Pkg - Package manager for the Julia programming language
https://pkgdocs.julialang.org
Other
609 stars 251 forks source link

Resolving takes hours #3878

Closed blegat closed 1 month ago

blegat commented 2 months ago

In the following https://github.com/dionysos-dev/Dionysos.jl/pull/352, resolving the environment Dionysos/BipedRobot/Project.toml takes hours. You can see in the following log that it took 6 hours to do Pkg.instantiate() with Julia v1.10.2: https://github.com/dionysos-dev/Dionysos.jl/actions/runs/8783197708/job/24099651447?pr=352 Steps to reproduce:

$ git clone git@github.com:dionysos-dev/Dionysos.jl.git
$ cd Dionysos.jl
$ git checkout pkg_stuck
$ julia --project=BipedRobot

then

(BipedRobot) pkg> instantiate
    Updating registry at `~/.julia/registries/General.toml`
    Updating `~/git/Dionysos.jl/BipedRobot/Project.toml`
 (... omitted ...)

(BipedRobot) pkg> dev .
   Resolving package versions...

It should be stuck resolving for hours.

KristofferC commented 2 months ago

Seems we are infinitely recursing in https://github.com/JuliaLang/Pkg.jl/blob/195e17e3f33d7f12b6b8f1a46f30ad872e1fcc00/src/Resolve/maxsum.jl#L450.

@carlobaldassi, any ideas about this one?

carlobaldassi commented 2 months ago

I'll look into this.

carlobaldassi commented 2 months ago

I've been investigating this (for quite a while). Unfortunately, it's not a bug, strictly speaking. The solver is not infinitely recursing, it's just taking an inordinate amount of time because the problem is unsatisfiable but the algorithm keeps backtracking the partial heuristic solutions and attempting new ones. It's hitting a combinatorial wall - which is something I knew was possible but was hoping would be rare enough.

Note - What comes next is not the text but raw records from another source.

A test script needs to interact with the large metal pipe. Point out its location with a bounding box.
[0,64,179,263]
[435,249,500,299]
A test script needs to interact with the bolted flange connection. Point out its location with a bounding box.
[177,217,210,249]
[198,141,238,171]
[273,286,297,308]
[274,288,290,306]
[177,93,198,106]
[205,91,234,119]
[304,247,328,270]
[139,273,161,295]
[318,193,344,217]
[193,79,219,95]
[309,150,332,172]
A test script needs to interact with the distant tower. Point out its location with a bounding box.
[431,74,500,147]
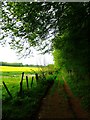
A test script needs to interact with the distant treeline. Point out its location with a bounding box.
[0,62,41,67]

In fact, the issue can be triggered even just with a subset of the original requirements, like this: get in pkg mode and activate --temp, then

add MeshCatMechanisms ModelingToolkit Symbolics@5

It will seemingly get stuck.

Now a bit of analysis shows that under the circumstances ModelingToolkit is restricted to major version 8, so we can bisect its version range. Both of these return an error almost immedately:

add MeshCatMechanisms ModelingToolkit@8.65-8 Symbolics@5
add MeshCatMechanisms ModelingToolkit@8-8.64 Symbolics@5

Which shows that the problem is indeed unsatisfiable. Just to give an idea of how intricate this is here are the error messsages in both cases. (If you notice some log entries about packages having been fixed by the MaxSum heuristic: I checked that those are irrelevant, the problem truly is unsatisfiable.)

I'm not sure how to fix this; one unsatisfactory (at least to me) but straightforward solution would be adding some form of timeout, with an environment variable to control it.